I have been thinking about writing a post on nonlinear relationships ever since my colleague Jason Kerwin mentioned the Stata command -utest- at one of our development seminars.
As its name suggests, -utest- allows testing for the presence of a U-shaped relationship between your dependent variable and one of your explanatory variables.
For example, let [math]y[/math] denote an individual’s asset holdings and [math]x[/math] denote her age. With a sample of working-age adults, and without bringing in any additional variables, you might want to test the hypothesis that there is an inverse U-shaped relationship between an individual’s asset holdings and her age.
Indeed, few of us had any assets at 18. But as we go through our working life, our stock of assets grow–we purchase cars, buy homes, save some money for retirement, and so on. So at least in early adulthood, the relationship between asset holdings and age should be positive. Conversely, when we retire, we start selling off assets to maintain a certain standard of living, so after retirement, the relationship between asset holdings and age should be negative.
If you are interested in the effect of some other variable [math]D[/math] on individuals’ asset holdings in the context of a regression that also includes age, such that
[math]y = \alpha + \beta{x} + \gamma{D} + \epsilon[/math],
then whether you include just [math]x[/math] or both [math]x[/math] and [math]x^2[/math] does not really matter–what matters is to get [math]E(y|D,x)[/math] right, and provided you control for [math]x[/math] at all, you get that; I seem to recall that Angrist and Pischke discuss this briefly in Mostly Harmless Econometrics. But there are cases where you might be genuinely curious about whether there is a nonlinear relationship between [math]x[/math] and [math]y[/math], so you would estimate
[math]y = \alpha + \beta_1{x} +\beta_2{x^2} + \gamma{D} + \epsilon[/math],
and you’d then look at whether [math]\beta_2[/math] is significantly different from zero. If it is and it is positive (negative), then there is a(n inverse) U-shaped relationship between [math]x[/math] and [math]y[/math].
The usefulness of the -utest- command comes from the fact that it can determine whether there is actually a U-shaped relationship (whether inverse or not) and report a p-value for the hypothesis that there is not such relationship, and that it also reports the extremum (i.e., the maximum in case of an inverse U-shaped relationship and the minimum in case of a U-shaped relationship) and whether that extremum is within the range of your [math]x[/math] variable.
If you are interested in reading more on testing for U-shaped relationships and for the theory behind -utest-, see this cleverly titled (“With or Without U”) article by Lind and Mehlum (OBES, 2009).
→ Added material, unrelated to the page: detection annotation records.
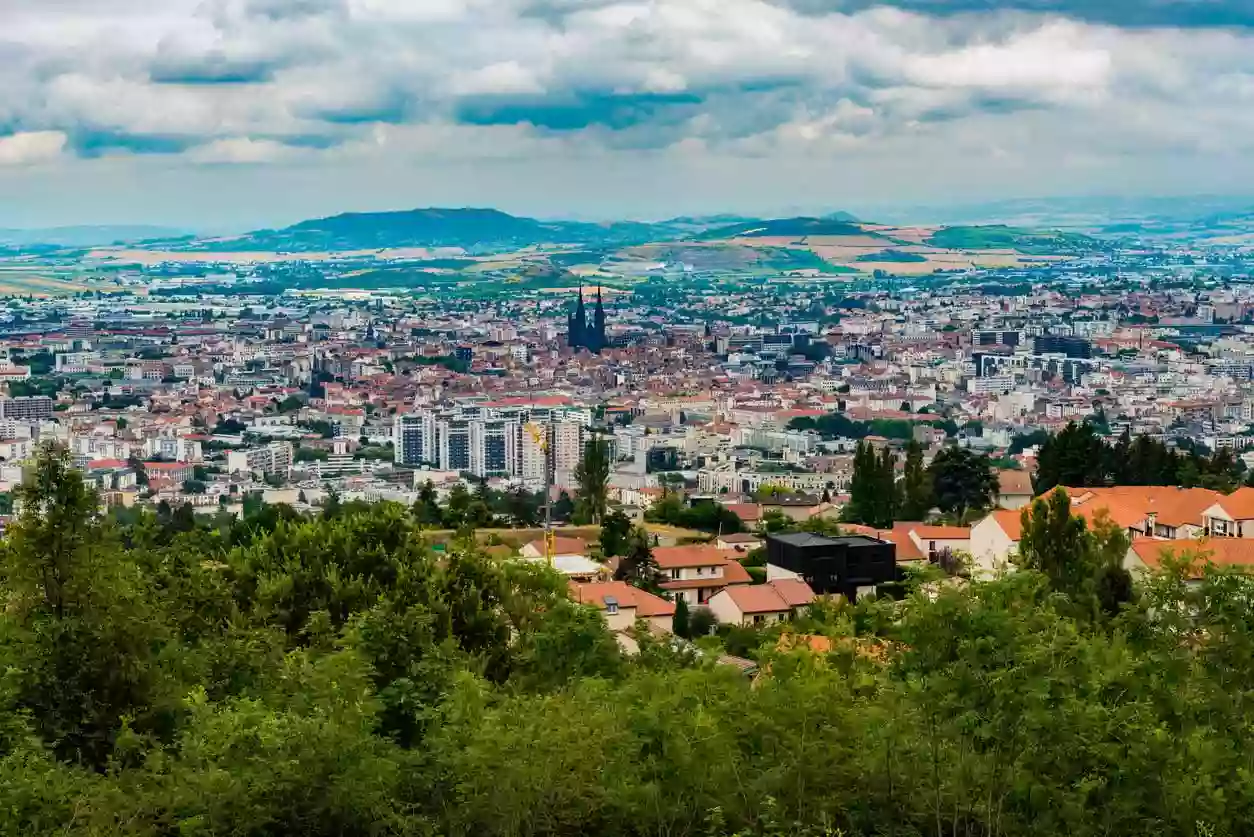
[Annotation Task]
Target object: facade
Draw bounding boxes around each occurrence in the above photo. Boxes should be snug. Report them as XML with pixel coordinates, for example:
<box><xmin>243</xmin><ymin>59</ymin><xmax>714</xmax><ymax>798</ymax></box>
<box><xmin>469</xmin><ymin>419</ymin><xmax>522</xmax><ymax>478</ymax></box>
<box><xmin>227</xmin><ymin>442</ymin><xmax>293</xmax><ymax>477</ymax></box>
<box><xmin>393</xmin><ymin>413</ymin><xmax>435</xmax><ymax>466</ymax></box>
<box><xmin>653</xmin><ymin>546</ymin><xmax>751</xmax><ymax>606</ymax></box>
<box><xmin>766</xmin><ymin>532</ymin><xmax>899</xmax><ymax>601</ymax></box>
<box><xmin>566</xmin><ymin>285</ymin><xmax>609</xmax><ymax>354</ymax></box>
<box><xmin>710</xmin><ymin>578</ymin><xmax>814</xmax><ymax>625</ymax></box>
<box><xmin>0</xmin><ymin>395</ymin><xmax>55</xmax><ymax>422</ymax></box>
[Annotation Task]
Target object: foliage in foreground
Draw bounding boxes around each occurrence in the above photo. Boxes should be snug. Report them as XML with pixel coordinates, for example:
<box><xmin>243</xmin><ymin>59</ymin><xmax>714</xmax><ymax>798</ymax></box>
<box><xmin>0</xmin><ymin>444</ymin><xmax>1254</xmax><ymax>836</ymax></box>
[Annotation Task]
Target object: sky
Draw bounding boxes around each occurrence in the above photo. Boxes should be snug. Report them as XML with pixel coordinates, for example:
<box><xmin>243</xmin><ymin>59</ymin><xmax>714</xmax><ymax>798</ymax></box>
<box><xmin>0</xmin><ymin>0</ymin><xmax>1254</xmax><ymax>230</ymax></box>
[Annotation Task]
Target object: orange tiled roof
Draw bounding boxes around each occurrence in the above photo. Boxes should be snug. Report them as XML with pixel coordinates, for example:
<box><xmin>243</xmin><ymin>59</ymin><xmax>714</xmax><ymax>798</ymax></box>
<box><xmin>724</xmin><ymin>581</ymin><xmax>814</xmax><ymax>614</ymax></box>
<box><xmin>569</xmin><ymin>581</ymin><xmax>675</xmax><ymax>617</ymax></box>
<box><xmin>1132</xmin><ymin>537</ymin><xmax>1254</xmax><ymax>578</ymax></box>
<box><xmin>653</xmin><ymin>543</ymin><xmax>731</xmax><ymax>570</ymax></box>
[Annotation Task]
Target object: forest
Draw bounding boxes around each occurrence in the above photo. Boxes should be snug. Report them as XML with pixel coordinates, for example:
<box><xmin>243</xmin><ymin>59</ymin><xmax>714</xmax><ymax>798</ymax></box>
<box><xmin>0</xmin><ymin>452</ymin><xmax>1254</xmax><ymax>837</ymax></box>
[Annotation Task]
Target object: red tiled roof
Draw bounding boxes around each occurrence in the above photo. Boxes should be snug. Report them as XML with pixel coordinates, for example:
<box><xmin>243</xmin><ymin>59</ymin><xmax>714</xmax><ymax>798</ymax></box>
<box><xmin>653</xmin><ymin>543</ymin><xmax>729</xmax><ymax>570</ymax></box>
<box><xmin>528</xmin><ymin>537</ymin><xmax>588</xmax><ymax>555</ymax></box>
<box><xmin>719</xmin><ymin>581</ymin><xmax>814</xmax><ymax>614</ymax></box>
<box><xmin>910</xmin><ymin>526</ymin><xmax>971</xmax><ymax>541</ymax></box>
<box><xmin>725</xmin><ymin>503</ymin><xmax>762</xmax><ymax>523</ymax></box>
<box><xmin>1132</xmin><ymin>537</ymin><xmax>1254</xmax><ymax>578</ymax></box>
<box><xmin>569</xmin><ymin>581</ymin><xmax>675</xmax><ymax>617</ymax></box>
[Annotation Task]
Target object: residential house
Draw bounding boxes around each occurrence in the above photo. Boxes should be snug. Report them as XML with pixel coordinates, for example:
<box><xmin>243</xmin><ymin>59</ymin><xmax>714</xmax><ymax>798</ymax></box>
<box><xmin>569</xmin><ymin>581</ymin><xmax>675</xmax><ymax>653</ymax></box>
<box><xmin>144</xmin><ymin>462</ymin><xmax>194</xmax><ymax>491</ymax></box>
<box><xmin>971</xmin><ymin>486</ymin><xmax>1235</xmax><ymax>572</ymax></box>
<box><xmin>1124</xmin><ymin>537</ymin><xmax>1254</xmax><ymax>581</ymax></box>
<box><xmin>714</xmin><ymin>532</ymin><xmax>764</xmax><ymax>552</ymax></box>
<box><xmin>762</xmin><ymin>494</ymin><xmax>840</xmax><ymax>523</ymax></box>
<box><xmin>710</xmin><ymin>578</ymin><xmax>814</xmax><ymax>625</ymax></box>
<box><xmin>518</xmin><ymin>537</ymin><xmax>588</xmax><ymax>558</ymax></box>
<box><xmin>840</xmin><ymin>521</ymin><xmax>971</xmax><ymax>563</ymax></box>
<box><xmin>1201</xmin><ymin>486</ymin><xmax>1254</xmax><ymax>538</ymax></box>
<box><xmin>653</xmin><ymin>545</ymin><xmax>752</xmax><ymax>606</ymax></box>
<box><xmin>997</xmin><ymin>468</ymin><xmax>1033</xmax><ymax>511</ymax></box>
<box><xmin>724</xmin><ymin>503</ymin><xmax>762</xmax><ymax>530</ymax></box>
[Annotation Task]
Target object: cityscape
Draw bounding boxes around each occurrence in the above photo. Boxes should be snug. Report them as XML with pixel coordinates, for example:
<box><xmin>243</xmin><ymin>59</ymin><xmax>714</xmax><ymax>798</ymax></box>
<box><xmin>12</xmin><ymin>0</ymin><xmax>1254</xmax><ymax>837</ymax></box>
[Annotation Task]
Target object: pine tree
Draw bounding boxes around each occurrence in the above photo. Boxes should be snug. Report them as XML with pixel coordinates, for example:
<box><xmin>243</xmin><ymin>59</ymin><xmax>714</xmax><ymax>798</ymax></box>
<box><xmin>902</xmin><ymin>440</ymin><xmax>932</xmax><ymax>521</ymax></box>
<box><xmin>574</xmin><ymin>438</ymin><xmax>609</xmax><ymax>523</ymax></box>
<box><xmin>841</xmin><ymin>442</ymin><xmax>875</xmax><ymax>523</ymax></box>
<box><xmin>671</xmin><ymin>596</ymin><xmax>690</xmax><ymax>639</ymax></box>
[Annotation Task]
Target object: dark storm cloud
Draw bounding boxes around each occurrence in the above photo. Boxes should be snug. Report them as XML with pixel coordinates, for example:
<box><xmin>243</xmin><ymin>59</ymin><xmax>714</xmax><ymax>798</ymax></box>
<box><xmin>148</xmin><ymin>53</ymin><xmax>282</xmax><ymax>84</ymax></box>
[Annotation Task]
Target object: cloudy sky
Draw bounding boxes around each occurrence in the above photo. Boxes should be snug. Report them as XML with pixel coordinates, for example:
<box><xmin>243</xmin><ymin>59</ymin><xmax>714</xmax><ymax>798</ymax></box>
<box><xmin>0</xmin><ymin>0</ymin><xmax>1254</xmax><ymax>227</ymax></box>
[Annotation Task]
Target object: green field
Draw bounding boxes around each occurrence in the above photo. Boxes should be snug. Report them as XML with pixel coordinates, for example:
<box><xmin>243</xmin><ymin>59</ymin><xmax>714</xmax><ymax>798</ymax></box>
<box><xmin>925</xmin><ymin>225</ymin><xmax>1099</xmax><ymax>256</ymax></box>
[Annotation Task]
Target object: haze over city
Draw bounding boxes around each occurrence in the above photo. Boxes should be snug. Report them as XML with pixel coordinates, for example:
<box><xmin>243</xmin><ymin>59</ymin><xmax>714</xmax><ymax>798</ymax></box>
<box><xmin>9</xmin><ymin>0</ymin><xmax>1254</xmax><ymax>837</ymax></box>
<box><xmin>0</xmin><ymin>0</ymin><xmax>1254</xmax><ymax>230</ymax></box>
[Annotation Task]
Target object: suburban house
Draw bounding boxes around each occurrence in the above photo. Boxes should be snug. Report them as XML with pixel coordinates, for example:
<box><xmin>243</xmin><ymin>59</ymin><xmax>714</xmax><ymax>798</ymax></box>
<box><xmin>724</xmin><ymin>503</ymin><xmax>762</xmax><ymax>530</ymax></box>
<box><xmin>1201</xmin><ymin>486</ymin><xmax>1254</xmax><ymax>538</ymax></box>
<box><xmin>569</xmin><ymin>581</ymin><xmax>675</xmax><ymax>651</ymax></box>
<box><xmin>840</xmin><ymin>521</ymin><xmax>971</xmax><ymax>563</ymax></box>
<box><xmin>710</xmin><ymin>578</ymin><xmax>814</xmax><ymax>625</ymax></box>
<box><xmin>1124</xmin><ymin>537</ymin><xmax>1254</xmax><ymax>581</ymax></box>
<box><xmin>518</xmin><ymin>537</ymin><xmax>588</xmax><ymax>558</ymax></box>
<box><xmin>714</xmin><ymin>532</ymin><xmax>765</xmax><ymax>552</ymax></box>
<box><xmin>997</xmin><ymin>468</ymin><xmax>1033</xmax><ymax>511</ymax></box>
<box><xmin>761</xmin><ymin>494</ymin><xmax>840</xmax><ymax>523</ymax></box>
<box><xmin>653</xmin><ymin>545</ymin><xmax>752</xmax><ymax>606</ymax></box>
<box><xmin>971</xmin><ymin>486</ymin><xmax>1223</xmax><ymax>572</ymax></box>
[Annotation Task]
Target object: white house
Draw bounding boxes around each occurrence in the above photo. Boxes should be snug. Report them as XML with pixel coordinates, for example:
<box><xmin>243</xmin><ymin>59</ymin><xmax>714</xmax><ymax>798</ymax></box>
<box><xmin>569</xmin><ymin>581</ymin><xmax>675</xmax><ymax>653</ymax></box>
<box><xmin>653</xmin><ymin>545</ymin><xmax>752</xmax><ymax>606</ymax></box>
<box><xmin>709</xmin><ymin>578</ymin><xmax>814</xmax><ymax>625</ymax></box>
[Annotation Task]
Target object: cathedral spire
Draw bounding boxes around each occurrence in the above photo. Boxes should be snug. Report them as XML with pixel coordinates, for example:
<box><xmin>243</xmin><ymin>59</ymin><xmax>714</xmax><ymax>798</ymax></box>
<box><xmin>588</xmin><ymin>285</ymin><xmax>609</xmax><ymax>354</ymax></box>
<box><xmin>567</xmin><ymin>281</ymin><xmax>588</xmax><ymax>349</ymax></box>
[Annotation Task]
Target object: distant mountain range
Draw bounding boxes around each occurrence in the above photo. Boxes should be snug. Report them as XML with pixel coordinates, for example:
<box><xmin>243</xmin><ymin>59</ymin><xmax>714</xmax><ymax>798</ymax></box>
<box><xmin>179</xmin><ymin>208</ymin><xmax>860</xmax><ymax>253</ymax></box>
<box><xmin>0</xmin><ymin>225</ymin><xmax>187</xmax><ymax>247</ymax></box>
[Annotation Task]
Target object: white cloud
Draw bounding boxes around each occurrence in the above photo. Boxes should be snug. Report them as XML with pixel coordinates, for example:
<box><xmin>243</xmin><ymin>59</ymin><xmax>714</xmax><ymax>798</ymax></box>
<box><xmin>187</xmin><ymin>137</ymin><xmax>296</xmax><ymax>163</ymax></box>
<box><xmin>0</xmin><ymin>131</ymin><xmax>65</xmax><ymax>166</ymax></box>
<box><xmin>0</xmin><ymin>0</ymin><xmax>1254</xmax><ymax>222</ymax></box>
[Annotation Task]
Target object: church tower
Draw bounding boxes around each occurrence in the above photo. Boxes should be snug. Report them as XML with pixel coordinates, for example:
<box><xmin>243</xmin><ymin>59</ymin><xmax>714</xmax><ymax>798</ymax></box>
<box><xmin>588</xmin><ymin>285</ymin><xmax>609</xmax><ymax>354</ymax></box>
<box><xmin>566</xmin><ymin>282</ymin><xmax>588</xmax><ymax>349</ymax></box>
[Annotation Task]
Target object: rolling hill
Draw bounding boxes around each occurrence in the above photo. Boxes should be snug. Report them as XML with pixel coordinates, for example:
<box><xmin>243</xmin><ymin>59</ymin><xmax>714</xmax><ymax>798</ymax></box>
<box><xmin>196</xmin><ymin>208</ymin><xmax>676</xmax><ymax>252</ymax></box>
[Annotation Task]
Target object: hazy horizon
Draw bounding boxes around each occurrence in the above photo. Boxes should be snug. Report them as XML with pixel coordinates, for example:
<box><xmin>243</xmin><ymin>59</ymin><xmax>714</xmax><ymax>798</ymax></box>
<box><xmin>0</xmin><ymin>0</ymin><xmax>1254</xmax><ymax>228</ymax></box>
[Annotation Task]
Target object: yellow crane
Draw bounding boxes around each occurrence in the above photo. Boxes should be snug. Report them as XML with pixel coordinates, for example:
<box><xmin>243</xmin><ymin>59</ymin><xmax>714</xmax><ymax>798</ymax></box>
<box><xmin>523</xmin><ymin>422</ymin><xmax>557</xmax><ymax>567</ymax></box>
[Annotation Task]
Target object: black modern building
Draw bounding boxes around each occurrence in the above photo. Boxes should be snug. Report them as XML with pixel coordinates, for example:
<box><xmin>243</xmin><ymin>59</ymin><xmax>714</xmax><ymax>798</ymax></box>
<box><xmin>766</xmin><ymin>532</ymin><xmax>898</xmax><ymax>601</ymax></box>
<box><xmin>566</xmin><ymin>285</ymin><xmax>609</xmax><ymax>354</ymax></box>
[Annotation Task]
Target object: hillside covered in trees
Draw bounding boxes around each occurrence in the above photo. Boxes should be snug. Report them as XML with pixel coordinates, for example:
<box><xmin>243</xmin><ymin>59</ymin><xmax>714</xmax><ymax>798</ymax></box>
<box><xmin>0</xmin><ymin>456</ymin><xmax>1254</xmax><ymax>837</ymax></box>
In future installments, I’m hoping to cover the use of splines and other procedures to look at whether the relationship between two variables is nonlinear of a higher order, i.e., “more nonlinear” than what a simple second-order polynomial or quadratic function can uncover.
Update: A point which I should have made clearer in the original post is that -utest- allows determining whether you have a(n inverse) U-shaped relationship, and not just a monotonic relationship that is also be convex (concave). In other words, the main takeaway here is that you can’t just look at [math]\beta_2[/math], check whether it is significant, and conclude that there is indeed a U-shaped relationship. This, too, was new to me. I thank Simon Savard for making me realize that this should be clarified.
* Little-known fact: Though “Nothing Compares 2 U” was made popular by Sinead O’Connor, it was written and composed Prince, who was about as local an artist as can be around the Twin Cities (with the potential exception of Garrison Keillor).